Smith, who inherited the project when he took over the cabinet role last year, said: “The Plumstead project covered the period of the Covid pandemic and cost inflation. So some of the works had to be descoped, and I think that artwork was one of the things that was descoped due to cost pressure. So they focused on what would make the biggest impact.
“As for the paving, it would look probably a bit odd if we’d expanded the pavements and resurfaced some areas in a different kind of paving to the rest of it. So it’s difficult, but we didn’t have enough funding to repave the whole area.
“As you know, we will be doing street cleaning and jet washing, so hopefully that will help matters.”

But Asghar said that the jet washing had not worked.
“I hate to be the bearer of bad news, but the jet washing took place on what’s been referred to as Plumstead plaza, the bit outside Poundland, and it hasn’t taken off dirt and the staining on the new paving,” he said. “I know what you’re saying about having to match it, but the amount of money that’s going on the power station, which is slightly contentious, seems like a real missed opportunity here.
“The high street hasn’t been looked at holistically. It does feel really disjointed and there’s some clutter left. I don’t want to be completely negative about this. Obviously, the planting looks nice , but it’s the quality of the materials that have been used. The overall effect is not what was envisaged.”

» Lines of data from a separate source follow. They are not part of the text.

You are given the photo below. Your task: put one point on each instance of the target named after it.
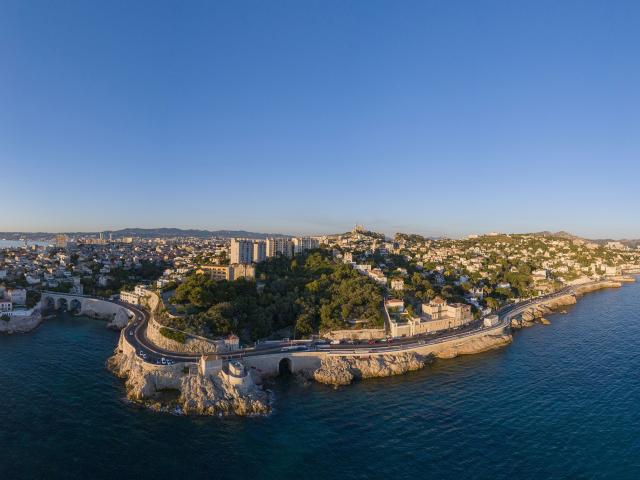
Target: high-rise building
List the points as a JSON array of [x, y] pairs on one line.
[[259, 251], [61, 241], [302, 244], [241, 250], [279, 246]]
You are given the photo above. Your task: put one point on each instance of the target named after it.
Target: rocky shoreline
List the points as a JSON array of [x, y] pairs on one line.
[[22, 323], [537, 313], [181, 390]]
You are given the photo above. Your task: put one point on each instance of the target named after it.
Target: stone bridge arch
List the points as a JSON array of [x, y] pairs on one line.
[[62, 303]]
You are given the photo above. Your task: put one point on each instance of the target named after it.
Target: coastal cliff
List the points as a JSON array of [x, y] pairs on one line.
[[536, 314], [176, 388], [342, 370], [21, 323], [473, 345]]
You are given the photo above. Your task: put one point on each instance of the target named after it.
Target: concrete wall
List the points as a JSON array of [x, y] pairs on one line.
[[268, 365], [363, 334], [117, 315], [21, 323], [192, 344]]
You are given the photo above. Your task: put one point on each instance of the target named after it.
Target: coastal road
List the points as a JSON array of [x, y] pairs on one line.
[[135, 334]]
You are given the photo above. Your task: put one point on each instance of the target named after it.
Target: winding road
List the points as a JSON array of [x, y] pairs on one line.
[[135, 334]]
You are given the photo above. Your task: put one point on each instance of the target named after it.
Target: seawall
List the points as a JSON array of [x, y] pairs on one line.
[[21, 323]]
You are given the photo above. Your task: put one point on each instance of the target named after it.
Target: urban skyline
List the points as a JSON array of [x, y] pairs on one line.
[[434, 118]]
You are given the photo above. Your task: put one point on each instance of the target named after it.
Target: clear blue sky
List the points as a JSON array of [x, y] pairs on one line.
[[436, 117]]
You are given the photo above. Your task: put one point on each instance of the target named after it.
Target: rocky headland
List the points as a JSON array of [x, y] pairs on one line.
[[21, 323], [537, 313], [177, 388], [342, 370]]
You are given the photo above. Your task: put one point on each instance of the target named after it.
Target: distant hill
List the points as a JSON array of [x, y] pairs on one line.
[[147, 233], [178, 232]]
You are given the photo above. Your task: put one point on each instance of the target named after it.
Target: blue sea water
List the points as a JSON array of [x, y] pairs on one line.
[[563, 401]]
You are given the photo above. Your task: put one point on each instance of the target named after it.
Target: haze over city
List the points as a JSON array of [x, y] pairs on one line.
[[439, 118]]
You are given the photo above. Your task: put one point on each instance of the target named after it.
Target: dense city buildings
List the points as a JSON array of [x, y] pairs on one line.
[[241, 250]]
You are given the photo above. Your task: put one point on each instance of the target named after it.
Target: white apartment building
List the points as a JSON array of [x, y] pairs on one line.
[[18, 296], [279, 246], [5, 305], [302, 244], [241, 250], [259, 251], [130, 297]]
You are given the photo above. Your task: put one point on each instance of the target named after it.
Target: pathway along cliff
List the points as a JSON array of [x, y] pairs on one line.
[[188, 386]]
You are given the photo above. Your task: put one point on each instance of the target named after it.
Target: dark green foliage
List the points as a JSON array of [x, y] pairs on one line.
[[310, 293], [173, 335]]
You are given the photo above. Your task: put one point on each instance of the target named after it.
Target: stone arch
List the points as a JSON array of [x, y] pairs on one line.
[[62, 304], [285, 366], [75, 305], [48, 303]]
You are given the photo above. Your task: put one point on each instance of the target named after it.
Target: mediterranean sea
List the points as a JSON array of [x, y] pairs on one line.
[[562, 401]]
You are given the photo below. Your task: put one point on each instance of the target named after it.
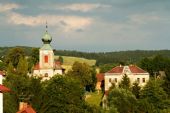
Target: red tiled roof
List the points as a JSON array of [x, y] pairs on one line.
[[135, 69], [37, 66], [100, 77], [118, 69], [2, 73], [29, 109], [4, 89], [106, 92]]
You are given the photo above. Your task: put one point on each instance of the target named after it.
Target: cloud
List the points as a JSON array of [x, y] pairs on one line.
[[144, 18], [67, 23], [8, 7], [83, 7]]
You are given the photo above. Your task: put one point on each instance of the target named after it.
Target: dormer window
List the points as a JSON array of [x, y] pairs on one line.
[[46, 59]]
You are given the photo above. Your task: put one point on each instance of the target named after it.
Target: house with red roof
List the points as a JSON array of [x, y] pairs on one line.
[[25, 108], [135, 74]]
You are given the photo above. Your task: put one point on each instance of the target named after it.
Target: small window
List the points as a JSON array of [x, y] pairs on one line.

Smith said: “I think the problem is the overall funds were not enough to do the whole high street. So I think the bits that we’ve done are good, but there wasn’t enough to do it as a whole coherent project to cover all of the High Street and Lakedale Road.”
It is not the first time the Labour council’s Plumstead project has been criticised by the party’s own councillors. At a meeting of the same scrutiny panel last year questions were raised about the amount spent on consultants for the scheme, as well as the lack of signs directing people to the council’s £16 million Plumstead centre, which opened in February 2020 – something that still has not been rectified.

Asghar also raised doubts about the deal to lease the old Plumstead power station to Mo-Sys, a special effects company currently based at Morden Wharf in Greenwich. Much of the work in Plumstead has gone into revamping White Hart Road, a quiet street leading to the power station.
The council is paying Mo-Sys up to £4.2 million as part of the deal, with much of the cash coming from Berkeley Homes’ nearby Lombard Square development.

Councillors were told that the contract still hadn’t been signed a year after the plans were first announced. Sixteen jobs are to be created, while 16 start–up businesses are due to operate from the site.
“An awful lot of money is going on this power station, which was meant to be for community use,” Asghar said. “And we did say this a year ago. It’s now going to a private company. The employment opportunities there are relatively small.”

Pippa Hack, the council’s assistant director of regeneration, said that a deal was “very close” to being signed. “It’s not a case of just handing over to the private sector and getting nothing in return,” she said.
Jeremy Smalley, the council’s head of property, said that the council needed to bring a private company in as it would “cost millions” to transform the power station on its own, and that as it was in a land zoned for employment use.

“Why were the community presented with a plan that was saying that it was going to be for public use?” Asghar asked. “You are now saying it’s an industrial site, it’s not for public use. The whole rationale for the White Hart Road improvements was to provide a gateway to this new community market, business space, et cetera. And now I’m hearing something completely different.”
Smalley said: “You’re right about the gateway. I remember the conversations in Plumstead about it, but it was always going to be for business use and it would have a community element. So it could, it could be used potentially for a market, it could be used for small business incubation space and so on.”